For future studies, it would be beneficial to focus on prospective disease evaluation, improved control of confounding factors, and assessment of obesity utilizing measures that reflect VAT. Ideally, this involves cross-sectional imaging studies such as computed tomography, magnetic resonance imaging, or dual energy x-ray absorptiometry, all of which have been utilized in VAT assessment.
Conclusion
A growing body of evidence suggests that the IBD population is facing an obesity epidemic paralleling that of the general population. Interestingly, this is occurring alongside an increasing incidence of IBD, particularly in newly developed countries, bringing rise to questions regarding the role of obesity in the pathogenesis of IBD. Although there are pathophysiologically sound theories to support a potential role of obesity in the development of IBD, robust epidemiologic data are lacking. Similarly, studies on the impact of obesity on the natural history of disease and IBD-related complications are conflicting.

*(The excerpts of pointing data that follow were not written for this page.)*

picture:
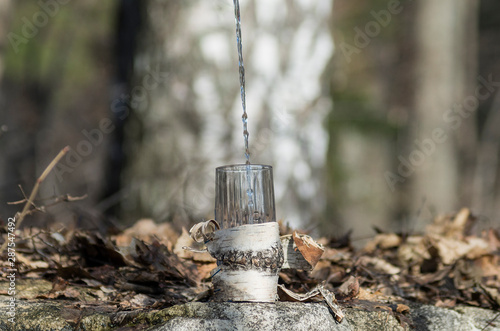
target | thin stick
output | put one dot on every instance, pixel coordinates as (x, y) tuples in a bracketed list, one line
[(34, 192)]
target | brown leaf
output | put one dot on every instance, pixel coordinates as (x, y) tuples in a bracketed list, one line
[(310, 250), (402, 309), (349, 289), (383, 241)]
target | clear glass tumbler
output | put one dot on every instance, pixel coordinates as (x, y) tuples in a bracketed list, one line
[(244, 194)]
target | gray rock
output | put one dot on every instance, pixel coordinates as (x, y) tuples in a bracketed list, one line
[(45, 315), (251, 316)]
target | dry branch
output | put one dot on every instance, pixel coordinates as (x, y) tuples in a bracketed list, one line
[(29, 202)]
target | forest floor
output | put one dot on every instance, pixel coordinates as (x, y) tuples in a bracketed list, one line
[(145, 268)]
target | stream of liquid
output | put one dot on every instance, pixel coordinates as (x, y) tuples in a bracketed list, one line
[(244, 117)]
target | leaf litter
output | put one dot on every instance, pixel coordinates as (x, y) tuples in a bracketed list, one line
[(145, 267)]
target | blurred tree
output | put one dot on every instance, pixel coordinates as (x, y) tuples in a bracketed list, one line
[(446, 67), (55, 89)]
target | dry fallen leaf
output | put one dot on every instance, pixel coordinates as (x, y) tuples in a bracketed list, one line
[(310, 250)]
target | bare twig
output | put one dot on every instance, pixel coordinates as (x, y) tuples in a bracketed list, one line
[(29, 202)]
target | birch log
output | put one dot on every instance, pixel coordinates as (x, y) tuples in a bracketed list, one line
[(249, 258)]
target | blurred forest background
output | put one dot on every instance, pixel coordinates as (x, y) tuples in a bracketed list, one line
[(373, 113)]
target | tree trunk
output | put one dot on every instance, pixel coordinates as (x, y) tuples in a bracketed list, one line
[(442, 76)]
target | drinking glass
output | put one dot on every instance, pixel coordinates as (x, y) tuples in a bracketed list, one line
[(244, 194)]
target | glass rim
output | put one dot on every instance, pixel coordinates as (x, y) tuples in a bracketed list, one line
[(243, 167)]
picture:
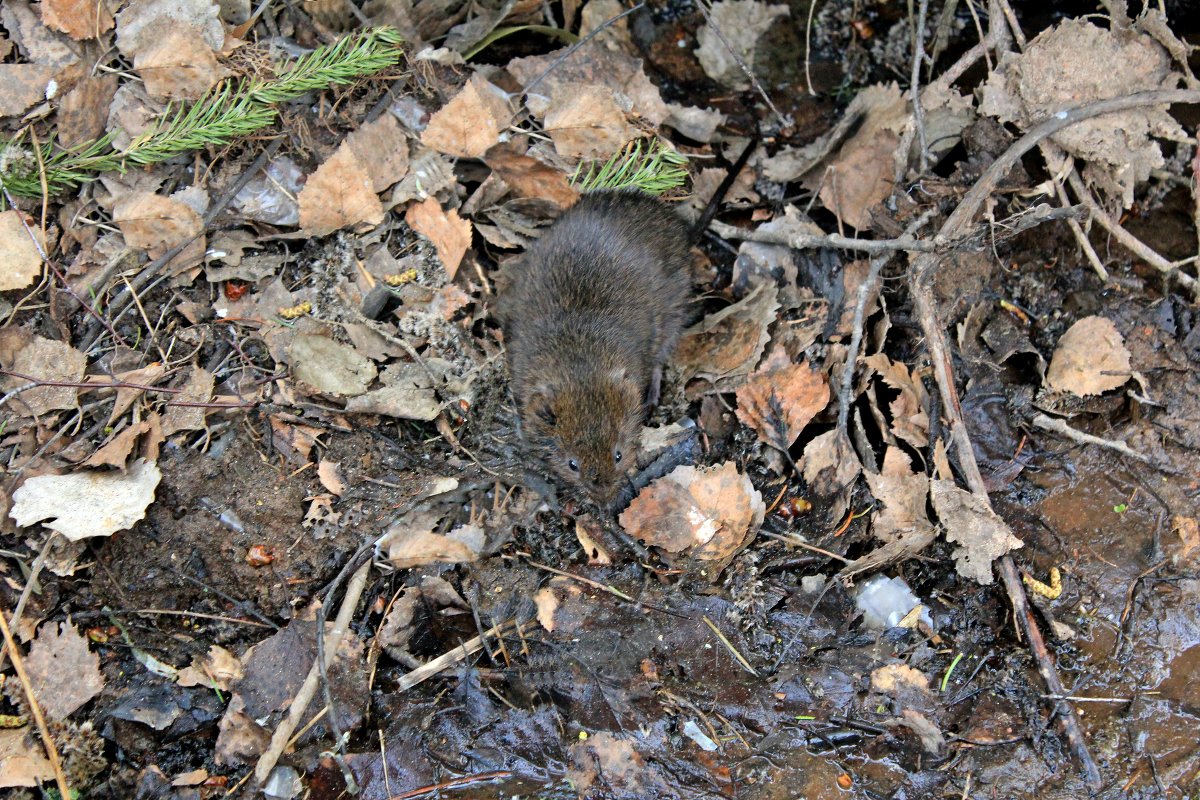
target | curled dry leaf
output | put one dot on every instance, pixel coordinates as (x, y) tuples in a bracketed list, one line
[(741, 24), (585, 121), (1072, 64), (709, 513), (87, 503), (967, 521), (471, 122), (40, 359), (155, 224), (339, 196), (64, 673), (449, 233), (178, 65), (79, 19), (779, 403), (723, 348), (1091, 359), (21, 262)]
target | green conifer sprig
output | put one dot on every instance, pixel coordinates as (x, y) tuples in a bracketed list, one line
[(655, 169), (229, 112)]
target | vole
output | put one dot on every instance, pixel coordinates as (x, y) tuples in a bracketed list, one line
[(591, 314)]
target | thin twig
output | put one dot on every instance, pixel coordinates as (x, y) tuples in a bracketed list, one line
[(52, 752), (1063, 429)]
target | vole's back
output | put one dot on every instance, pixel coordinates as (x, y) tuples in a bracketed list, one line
[(607, 286)]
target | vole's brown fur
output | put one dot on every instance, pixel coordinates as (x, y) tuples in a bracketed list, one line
[(592, 312)]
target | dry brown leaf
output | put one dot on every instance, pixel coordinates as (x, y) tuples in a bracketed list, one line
[(1077, 62), (339, 196), (831, 469), (903, 494), (79, 19), (178, 65), (741, 23), (40, 359), (585, 121), (861, 175), (83, 112), (1091, 359), (117, 451), (198, 389), (23, 759), (592, 66), (471, 122), (449, 233), (971, 523), (155, 224), (779, 403), (329, 473), (527, 176), (910, 421), (382, 149), (217, 668), (1188, 530), (709, 513), (21, 263), (22, 85), (64, 673), (724, 348)]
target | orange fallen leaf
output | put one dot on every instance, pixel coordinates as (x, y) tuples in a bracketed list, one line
[(339, 196), (779, 403), (449, 233)]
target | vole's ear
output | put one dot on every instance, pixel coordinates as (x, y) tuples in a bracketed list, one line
[(540, 405)]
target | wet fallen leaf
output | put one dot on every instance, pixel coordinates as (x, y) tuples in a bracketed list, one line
[(708, 513), (741, 24), (40, 359), (64, 673), (778, 403), (471, 122), (21, 263), (1091, 359), (449, 233), (585, 121), (79, 19), (339, 196), (969, 522), (87, 503), (155, 224)]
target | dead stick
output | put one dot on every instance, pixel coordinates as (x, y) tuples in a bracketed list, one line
[(52, 752)]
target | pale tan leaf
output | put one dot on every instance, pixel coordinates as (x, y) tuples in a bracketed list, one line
[(339, 196)]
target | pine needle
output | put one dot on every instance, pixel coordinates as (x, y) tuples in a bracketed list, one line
[(229, 112), (654, 169)]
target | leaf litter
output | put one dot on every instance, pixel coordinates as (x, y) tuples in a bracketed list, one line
[(231, 370)]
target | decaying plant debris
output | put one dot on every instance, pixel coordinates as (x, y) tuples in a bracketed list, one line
[(916, 516)]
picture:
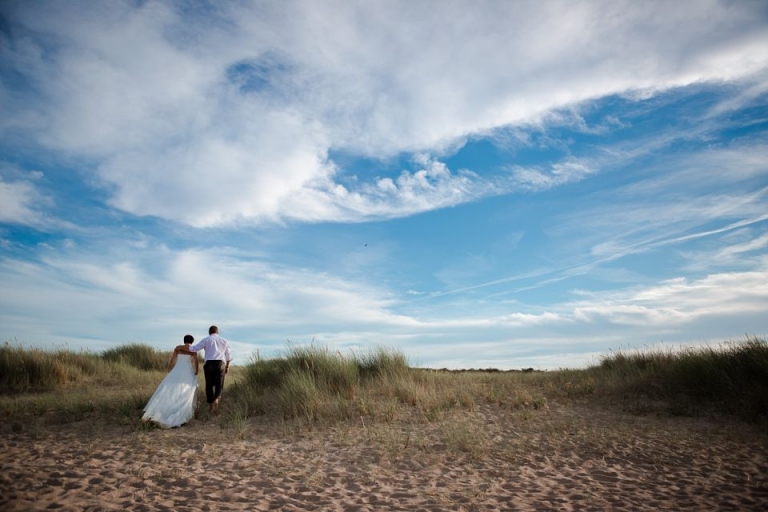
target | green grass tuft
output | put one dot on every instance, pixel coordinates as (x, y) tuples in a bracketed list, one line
[(139, 356)]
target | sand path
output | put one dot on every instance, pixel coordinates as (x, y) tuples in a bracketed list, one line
[(565, 458)]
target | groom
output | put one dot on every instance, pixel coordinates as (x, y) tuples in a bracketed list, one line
[(217, 359)]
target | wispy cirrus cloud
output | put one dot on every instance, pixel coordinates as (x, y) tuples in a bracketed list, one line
[(243, 103)]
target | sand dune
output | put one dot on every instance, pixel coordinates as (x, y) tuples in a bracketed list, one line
[(564, 458)]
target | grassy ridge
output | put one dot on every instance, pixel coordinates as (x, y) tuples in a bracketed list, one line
[(310, 386), (35, 370)]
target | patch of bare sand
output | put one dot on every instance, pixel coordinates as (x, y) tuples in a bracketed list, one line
[(564, 458)]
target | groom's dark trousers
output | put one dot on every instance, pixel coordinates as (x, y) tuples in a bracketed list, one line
[(214, 379)]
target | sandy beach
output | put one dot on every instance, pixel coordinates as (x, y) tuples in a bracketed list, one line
[(566, 457)]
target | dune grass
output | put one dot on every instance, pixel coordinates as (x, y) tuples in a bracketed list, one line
[(311, 386)]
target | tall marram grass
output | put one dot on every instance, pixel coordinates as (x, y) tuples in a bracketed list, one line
[(731, 377), (139, 356), (35, 370), (313, 383)]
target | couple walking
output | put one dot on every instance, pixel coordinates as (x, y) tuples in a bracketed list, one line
[(173, 402)]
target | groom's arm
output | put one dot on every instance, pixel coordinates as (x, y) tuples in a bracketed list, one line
[(198, 346)]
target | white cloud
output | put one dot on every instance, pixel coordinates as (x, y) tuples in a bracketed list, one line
[(17, 203), (238, 107), (156, 295), (680, 302)]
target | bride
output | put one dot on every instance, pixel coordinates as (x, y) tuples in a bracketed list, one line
[(173, 402)]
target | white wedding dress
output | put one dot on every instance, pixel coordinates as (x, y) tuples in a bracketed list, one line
[(173, 402)]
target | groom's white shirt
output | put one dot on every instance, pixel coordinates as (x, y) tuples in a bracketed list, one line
[(216, 348)]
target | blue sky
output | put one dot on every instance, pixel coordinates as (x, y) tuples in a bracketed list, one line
[(478, 184)]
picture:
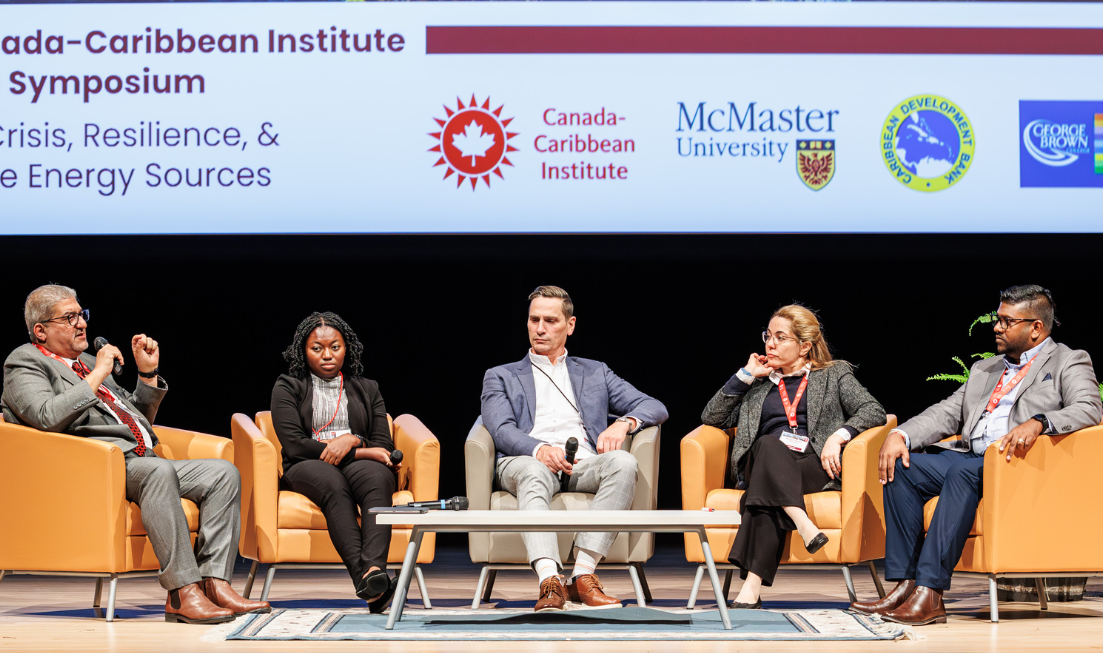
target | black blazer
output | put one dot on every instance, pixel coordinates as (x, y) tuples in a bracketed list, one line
[(293, 417)]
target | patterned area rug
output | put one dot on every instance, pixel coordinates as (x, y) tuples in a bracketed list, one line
[(623, 623)]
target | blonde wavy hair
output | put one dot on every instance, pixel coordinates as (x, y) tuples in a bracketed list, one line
[(806, 328)]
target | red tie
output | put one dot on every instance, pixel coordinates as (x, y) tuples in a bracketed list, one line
[(109, 402)]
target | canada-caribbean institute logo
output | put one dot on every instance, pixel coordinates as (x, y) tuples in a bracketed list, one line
[(473, 142), (815, 162), (928, 143), (1061, 143)]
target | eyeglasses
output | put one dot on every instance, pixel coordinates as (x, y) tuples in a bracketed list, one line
[(71, 318), (1006, 322), (778, 338)]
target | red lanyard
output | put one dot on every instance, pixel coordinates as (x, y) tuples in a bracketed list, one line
[(79, 362), (997, 395), (791, 408), (335, 410)]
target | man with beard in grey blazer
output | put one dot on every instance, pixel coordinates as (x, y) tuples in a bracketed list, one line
[(532, 408), (1034, 387), (52, 385)]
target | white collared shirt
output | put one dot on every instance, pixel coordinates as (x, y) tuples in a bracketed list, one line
[(555, 420), (145, 435)]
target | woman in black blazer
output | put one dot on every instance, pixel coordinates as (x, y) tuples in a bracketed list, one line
[(332, 425)]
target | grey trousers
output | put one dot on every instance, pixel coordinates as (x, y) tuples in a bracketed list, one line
[(157, 484), (610, 477)]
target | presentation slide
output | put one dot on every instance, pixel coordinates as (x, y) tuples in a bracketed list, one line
[(559, 117)]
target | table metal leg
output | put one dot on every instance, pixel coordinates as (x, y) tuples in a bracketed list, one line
[(640, 599), (404, 578), (696, 587), (720, 602)]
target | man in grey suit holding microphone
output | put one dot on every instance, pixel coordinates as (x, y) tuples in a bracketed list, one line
[(52, 385), (1034, 387), (532, 409)]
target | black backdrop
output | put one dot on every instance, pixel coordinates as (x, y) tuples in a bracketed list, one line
[(674, 314)]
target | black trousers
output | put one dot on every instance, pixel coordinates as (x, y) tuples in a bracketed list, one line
[(343, 493), (777, 477)]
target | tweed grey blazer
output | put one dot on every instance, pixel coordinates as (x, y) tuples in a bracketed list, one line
[(835, 398), (47, 395)]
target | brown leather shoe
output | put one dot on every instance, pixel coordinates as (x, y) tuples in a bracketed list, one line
[(891, 600), (220, 593), (586, 589), (553, 597), (923, 607), (191, 606)]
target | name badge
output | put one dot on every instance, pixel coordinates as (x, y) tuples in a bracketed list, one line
[(795, 442), (325, 436)]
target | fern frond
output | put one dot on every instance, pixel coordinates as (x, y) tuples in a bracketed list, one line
[(985, 319), (957, 377)]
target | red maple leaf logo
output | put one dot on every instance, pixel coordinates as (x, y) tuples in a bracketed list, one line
[(473, 142)]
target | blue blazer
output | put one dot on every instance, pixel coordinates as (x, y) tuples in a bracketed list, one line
[(509, 403)]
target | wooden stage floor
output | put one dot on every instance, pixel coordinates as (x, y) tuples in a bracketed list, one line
[(50, 613)]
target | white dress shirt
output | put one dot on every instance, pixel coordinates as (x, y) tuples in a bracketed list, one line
[(555, 420), (145, 436), (993, 426)]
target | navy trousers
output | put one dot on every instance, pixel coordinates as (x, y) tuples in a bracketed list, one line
[(955, 478)]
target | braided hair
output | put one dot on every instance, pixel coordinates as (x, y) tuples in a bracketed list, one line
[(296, 354)]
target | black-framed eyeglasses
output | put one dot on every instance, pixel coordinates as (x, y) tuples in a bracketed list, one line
[(778, 338), (71, 318), (1006, 322)]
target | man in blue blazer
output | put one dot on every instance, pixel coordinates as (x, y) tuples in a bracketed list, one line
[(532, 408)]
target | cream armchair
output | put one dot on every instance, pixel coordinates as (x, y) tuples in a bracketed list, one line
[(286, 530), (506, 550), (853, 518), (64, 509)]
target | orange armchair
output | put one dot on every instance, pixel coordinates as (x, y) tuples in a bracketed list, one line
[(853, 518), (65, 511), (1040, 514), (285, 530)]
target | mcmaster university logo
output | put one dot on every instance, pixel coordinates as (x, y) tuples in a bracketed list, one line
[(473, 142)]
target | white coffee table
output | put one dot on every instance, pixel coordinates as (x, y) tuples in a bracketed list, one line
[(555, 522)]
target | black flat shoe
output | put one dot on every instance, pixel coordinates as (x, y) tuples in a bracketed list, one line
[(373, 585), (381, 603), (817, 543)]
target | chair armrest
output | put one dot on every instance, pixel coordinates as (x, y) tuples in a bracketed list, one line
[(479, 461), (182, 445), (644, 448), (63, 505), (258, 463), (863, 503), (420, 471), (704, 464), (1041, 510)]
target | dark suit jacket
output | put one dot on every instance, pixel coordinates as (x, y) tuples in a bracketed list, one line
[(509, 403), (45, 394), (293, 417)]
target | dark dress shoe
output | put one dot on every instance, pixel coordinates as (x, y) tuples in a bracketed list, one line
[(379, 605), (189, 605), (891, 601), (220, 593), (817, 543), (373, 585), (924, 606)]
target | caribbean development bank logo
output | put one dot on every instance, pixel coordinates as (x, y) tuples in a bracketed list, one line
[(1060, 143), (473, 142), (928, 143)]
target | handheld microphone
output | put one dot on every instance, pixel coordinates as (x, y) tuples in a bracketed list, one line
[(99, 343), (570, 450), (453, 503)]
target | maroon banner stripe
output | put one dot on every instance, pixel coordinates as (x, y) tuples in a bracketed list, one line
[(759, 40)]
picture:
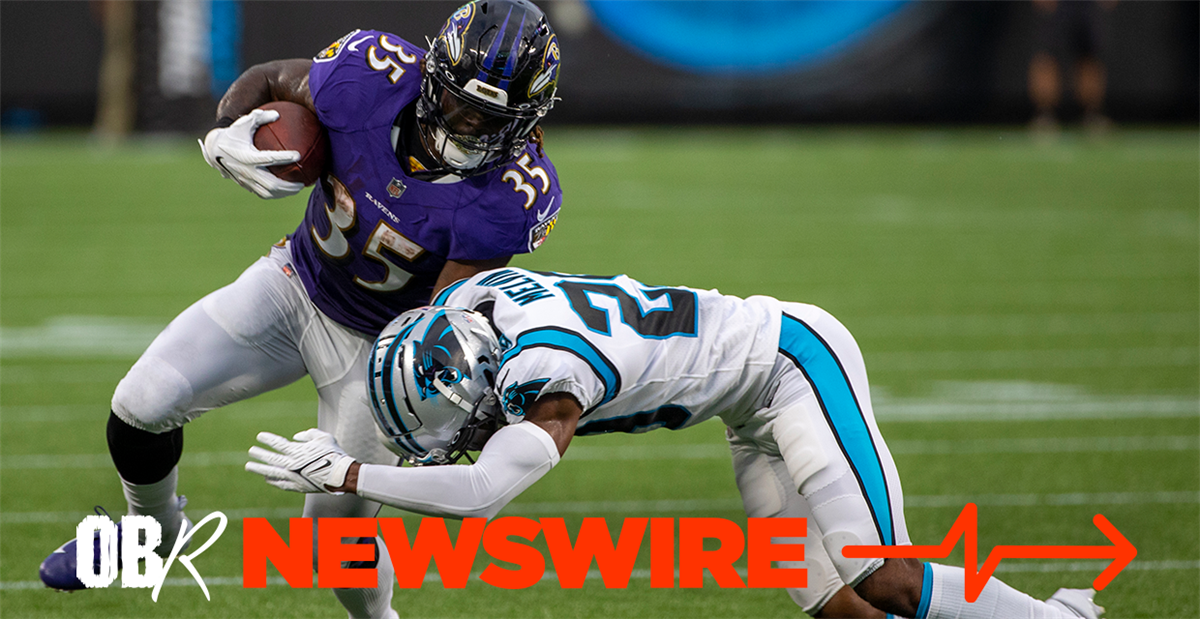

Despite the aforementioned inconsistencies, management of these patients may warrant special consideration, as there are pharmacokinetic data to imply that obesity may not only adversely impact the achievement of adequate therapeutic drug levels, but even response to therapy independent of drug levels via mechanisms, including greater TNF-α burden or increased proteolysis and clearance. Although it should be noted that clinical data to this effect are inconclusive, in patients who are obese, clinicians may consider preferential use of weight-based therapies (if there are no other compelling clinical indications for fixed-dose regimens) and more vigilant monitoring with therapeutic drug levels to ensure adequate therapy for this particular population.75 There are also special considerations to be made in the surgical management of these patients, particularly regarding stoma and pouch creation.
Particularly with patients who often identify their gastroenterologist as their primary care physician, it is increasingly important to remain cognizant of the fact that obesity should be addressed not only for the potential implications it may have on their IBD course, but also for the known adverse effects it may have on general health outcomes. Patients should be counseled and/or referred appropriately for weight management strategies, whether via lifestyle interventions, medications, or consideration of surgical or novel endobariatric procedures at experienced medical centers.
With the significant knowledge gap that exists regarding the impact of obesity on IBD management, additional study is needed to understand the implications of this ever-growing issue pervading this special population.